Item pipelines let a Scrapy project clean, validate, or store each scraped item after the spider yields it. They keep repeated data handling out of spider callbacks and make the item flow easier to reuse across multiple spiders.

Scrapy sends items through the classes listed in ITEM_PIPELINES, from lower priority numbers to higher ones. Each enabled pipeline implements process_item(), can update the item through ItemAdapter, and can stop bad records by raising DropItem instead of passing them to later pipelines or feed exports.

A current scrapy startproject template leaves the ITEM_PIPELINES example commented out in settings.py, so enabling a new pipeline usually means adding or uncommenting that setting and pointing it at the correct class path. A wrong import path or an exception inside the pipeline can stop the crawl or silently drop records, so a short exported test run is the quickest way to confirm the pipeline is active and doing the intended cleanup.

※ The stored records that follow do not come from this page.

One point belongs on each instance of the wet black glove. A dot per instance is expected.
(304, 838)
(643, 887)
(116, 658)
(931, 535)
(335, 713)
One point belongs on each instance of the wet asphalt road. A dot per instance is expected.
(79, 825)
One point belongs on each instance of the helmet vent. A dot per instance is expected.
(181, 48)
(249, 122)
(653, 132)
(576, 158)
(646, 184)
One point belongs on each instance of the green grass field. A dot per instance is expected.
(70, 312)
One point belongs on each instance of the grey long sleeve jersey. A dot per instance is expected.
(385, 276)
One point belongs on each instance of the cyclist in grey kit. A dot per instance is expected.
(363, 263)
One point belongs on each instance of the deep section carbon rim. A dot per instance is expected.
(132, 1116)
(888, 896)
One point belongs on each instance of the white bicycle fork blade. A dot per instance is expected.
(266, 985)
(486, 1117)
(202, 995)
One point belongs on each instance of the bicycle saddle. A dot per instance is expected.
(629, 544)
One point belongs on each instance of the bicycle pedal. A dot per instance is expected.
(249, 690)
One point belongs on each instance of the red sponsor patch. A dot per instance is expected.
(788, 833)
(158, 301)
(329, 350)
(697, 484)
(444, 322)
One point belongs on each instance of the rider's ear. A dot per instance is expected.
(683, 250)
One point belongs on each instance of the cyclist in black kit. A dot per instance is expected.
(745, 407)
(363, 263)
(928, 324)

Steps to enable item pipelines in Scrapy:

  1. Open the project pipeline module.
    $ vi catalog_demo/pipelines.py

    Replace catalog_demo with the Python package name created by scrapy startproject.

  2. Add a pipeline class that strips whitespace and drops empty names before export.
    from itemadapter import ItemAdapter
    from scrapy.exceptions import DropItem
     
    class CleanNamePipeline:
        def process_item(self, item):
            adapter = ItemAdapter(item)
            cleaned_name = str(adapter.get("name", "")).strip()
            if not cleaned_name:
                raise DropItem("Missing name")
            adapter["name"] = cleaned_name
            return item

    ItemAdapter keeps the same pipeline working for Scrapy Item objects and plain dict items.

  3. Add or uncomment the ITEM_PIPELINES setting in settings.py.
    ITEM_PIPELINES = {
        "catalog_demo.pipelines.CleanNamePipeline": 300,
    }

    Lower numbers run earlier, so use the smallest number for the first cleanup or validation stage in a longer chain.

    If the import path does not match the real module and class name, Scrapy cannot enable the pipeline and the crawl exits before items are processed.

  4. Run the spider with a short feed export to confirm the pipeline is enabled.
    $ scrapy crawl catalog -O products.jl -s CLOSESPIDER_ITEMCOUNT=2
    2026-04-16 05:32:19 [scrapy.middleware] INFO: Enabled item pipelines:
    ['catalog_demo.pipelines.CleanNamePipeline']
    2026-04-16 05:32:19 [scrapy.extensions.feedexport] INFO: Stored jl feed (2 items) in: products.jl

    products.jl uses JSON Lines, so each scraped item is written as one line and can be inspected with a plain cat command.

  5. Open the exported feed to confirm the cleaned values were written.
    $ cat products.jl
    {"name": "Starter Plan"}
    {"name": "Team Plan"}

    If a record disappears from the exported file, check the crawl log for a DropItem message from the pipeline.